Lumber from one tree. Enough to complete my whittling, carving, turning workshop room. Let it dry through the winter and use it in the spring or summer.

Reactions: Way Cool 2


----------



## woodtickgreg (Oct 24, 2017)

Wow, what a great looking pile of lumber!


----------



## rocky1 (Oct 24, 2017)

Know how you guys feel with the hoods on green tractors. Have a 2001 JD 5105, plastic side panel on the radiator broke, 18" x 24" little stamped mesh metal panel 8" x 18" - it was $165. Son works for John Deere in ND, asked him if he could get it any cheaper. Said time I paid shipping on it to him, and then down here, I wouldn't save enough to make it worth the hassle. And, as grumpy as Deere gets about selling outside the dealer's territory he didn't want to listen to them bitch. Said they sold someone a part 120 miles away and you'd have thought the world was coming to an end. 

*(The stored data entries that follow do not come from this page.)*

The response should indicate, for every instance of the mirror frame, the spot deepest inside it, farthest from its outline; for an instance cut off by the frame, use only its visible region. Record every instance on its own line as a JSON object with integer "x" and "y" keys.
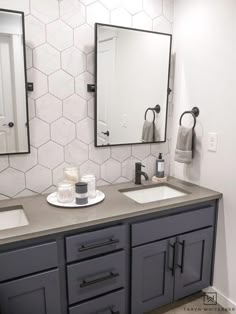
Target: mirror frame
{"x": 26, "y": 86}
{"x": 168, "y": 91}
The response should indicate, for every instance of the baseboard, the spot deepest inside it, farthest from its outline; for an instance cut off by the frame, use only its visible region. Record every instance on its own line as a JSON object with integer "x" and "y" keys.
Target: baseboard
{"x": 225, "y": 302}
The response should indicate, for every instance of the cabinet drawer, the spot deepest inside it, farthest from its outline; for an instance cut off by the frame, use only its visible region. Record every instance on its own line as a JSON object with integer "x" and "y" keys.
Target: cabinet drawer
{"x": 29, "y": 260}
{"x": 113, "y": 303}
{"x": 169, "y": 226}
{"x": 97, "y": 276}
{"x": 94, "y": 243}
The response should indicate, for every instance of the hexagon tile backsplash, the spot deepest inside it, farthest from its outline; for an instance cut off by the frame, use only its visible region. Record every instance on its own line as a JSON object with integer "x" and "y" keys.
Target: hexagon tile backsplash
{"x": 60, "y": 62}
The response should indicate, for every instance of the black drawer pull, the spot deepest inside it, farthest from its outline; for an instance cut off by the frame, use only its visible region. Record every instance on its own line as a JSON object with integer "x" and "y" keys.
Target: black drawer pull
{"x": 95, "y": 246}
{"x": 86, "y": 283}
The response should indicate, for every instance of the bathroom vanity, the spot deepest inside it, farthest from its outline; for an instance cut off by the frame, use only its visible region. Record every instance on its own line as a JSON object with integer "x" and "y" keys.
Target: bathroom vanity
{"x": 117, "y": 257}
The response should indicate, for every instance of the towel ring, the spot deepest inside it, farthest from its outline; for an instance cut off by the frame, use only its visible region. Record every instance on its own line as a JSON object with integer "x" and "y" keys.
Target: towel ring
{"x": 194, "y": 112}
{"x": 156, "y": 109}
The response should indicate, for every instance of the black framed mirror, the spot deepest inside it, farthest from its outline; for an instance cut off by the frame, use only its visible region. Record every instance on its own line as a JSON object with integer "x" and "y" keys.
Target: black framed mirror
{"x": 14, "y": 122}
{"x": 132, "y": 73}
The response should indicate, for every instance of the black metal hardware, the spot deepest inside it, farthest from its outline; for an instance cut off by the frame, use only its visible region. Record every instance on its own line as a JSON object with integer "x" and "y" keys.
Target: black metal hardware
{"x": 30, "y": 87}
{"x": 86, "y": 283}
{"x": 194, "y": 112}
{"x": 107, "y": 133}
{"x": 91, "y": 88}
{"x": 181, "y": 266}
{"x": 95, "y": 246}
{"x": 171, "y": 265}
{"x": 156, "y": 109}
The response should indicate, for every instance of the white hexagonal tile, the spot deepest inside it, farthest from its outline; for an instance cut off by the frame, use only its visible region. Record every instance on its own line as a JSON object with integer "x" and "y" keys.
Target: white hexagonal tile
{"x": 73, "y": 61}
{"x": 11, "y": 182}
{"x": 85, "y": 130}
{"x": 96, "y": 12}
{"x": 84, "y": 38}
{"x": 142, "y": 20}
{"x": 72, "y": 12}
{"x": 40, "y": 83}
{"x": 99, "y": 154}
{"x": 91, "y": 108}
{"x": 61, "y": 84}
{"x": 4, "y": 163}
{"x": 62, "y": 131}
{"x": 111, "y": 170}
{"x": 153, "y": 7}
{"x": 128, "y": 168}
{"x": 90, "y": 167}
{"x": 141, "y": 151}
{"x": 51, "y": 155}
{"x": 121, "y": 153}
{"x": 39, "y": 132}
{"x": 48, "y": 108}
{"x": 75, "y": 108}
{"x": 111, "y": 4}
{"x": 35, "y": 32}
{"x": 24, "y": 162}
{"x": 31, "y": 108}
{"x": 29, "y": 57}
{"x": 59, "y": 35}
{"x": 58, "y": 173}
{"x": 156, "y": 149}
{"x": 161, "y": 24}
{"x": 45, "y": 10}
{"x": 81, "y": 83}
{"x": 87, "y": 2}
{"x": 121, "y": 17}
{"x": 38, "y": 179}
{"x": 90, "y": 62}
{"x": 168, "y": 9}
{"x": 133, "y": 6}
{"x": 76, "y": 152}
{"x": 16, "y": 5}
{"x": 47, "y": 59}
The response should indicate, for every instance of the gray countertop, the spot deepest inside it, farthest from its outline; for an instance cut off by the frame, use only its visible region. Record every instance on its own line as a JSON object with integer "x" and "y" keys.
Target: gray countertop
{"x": 45, "y": 219}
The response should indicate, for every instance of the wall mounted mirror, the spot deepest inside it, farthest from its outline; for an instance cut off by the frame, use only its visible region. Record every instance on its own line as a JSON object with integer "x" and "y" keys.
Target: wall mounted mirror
{"x": 14, "y": 132}
{"x": 132, "y": 85}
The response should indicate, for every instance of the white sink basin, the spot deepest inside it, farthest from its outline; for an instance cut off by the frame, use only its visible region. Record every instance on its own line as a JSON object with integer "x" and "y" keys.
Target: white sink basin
{"x": 153, "y": 194}
{"x": 12, "y": 218}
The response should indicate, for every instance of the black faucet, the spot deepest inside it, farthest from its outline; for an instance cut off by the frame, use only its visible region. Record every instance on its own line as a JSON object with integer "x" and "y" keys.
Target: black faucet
{"x": 139, "y": 173}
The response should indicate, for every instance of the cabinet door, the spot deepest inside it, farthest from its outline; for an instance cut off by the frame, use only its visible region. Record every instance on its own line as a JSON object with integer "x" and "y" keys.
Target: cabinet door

Hood on mine is fiberglass, someone ran into something with it before I bought it, hole in right front corner of the hood about 3"x3" where it ripped a chunk out. $800 for the hood last time I looked. Thought about picking up a fiberglass repair kit and fixing it, but they'll want $250 - $300 for enough paint to paint the hood.


----------



## Schroedc (Oct 24, 2017)

Can't believe I missed this question.

Lately I've been picking up pieces of vintage furniture that's beyond salvage and reclaiming the wood. Just bought six mission style chairs (of course none of them match) for 2.00 each and took them apart for the old quarter sawn white oak. Not long ago too apart a dresser for the solid birds eye maple top and drawer fronts that was from the late 1800's. Did buy one chair I was going to take apart until I saw the Stickley label, that one I'll try to use period lumber to fix the two broken legs.

Reactions: Like 1 | Way Cool 1


----------



## ripjack13 (May 13, 2019)

I'm reaching waaaay back.....
@Bob Ireland


----------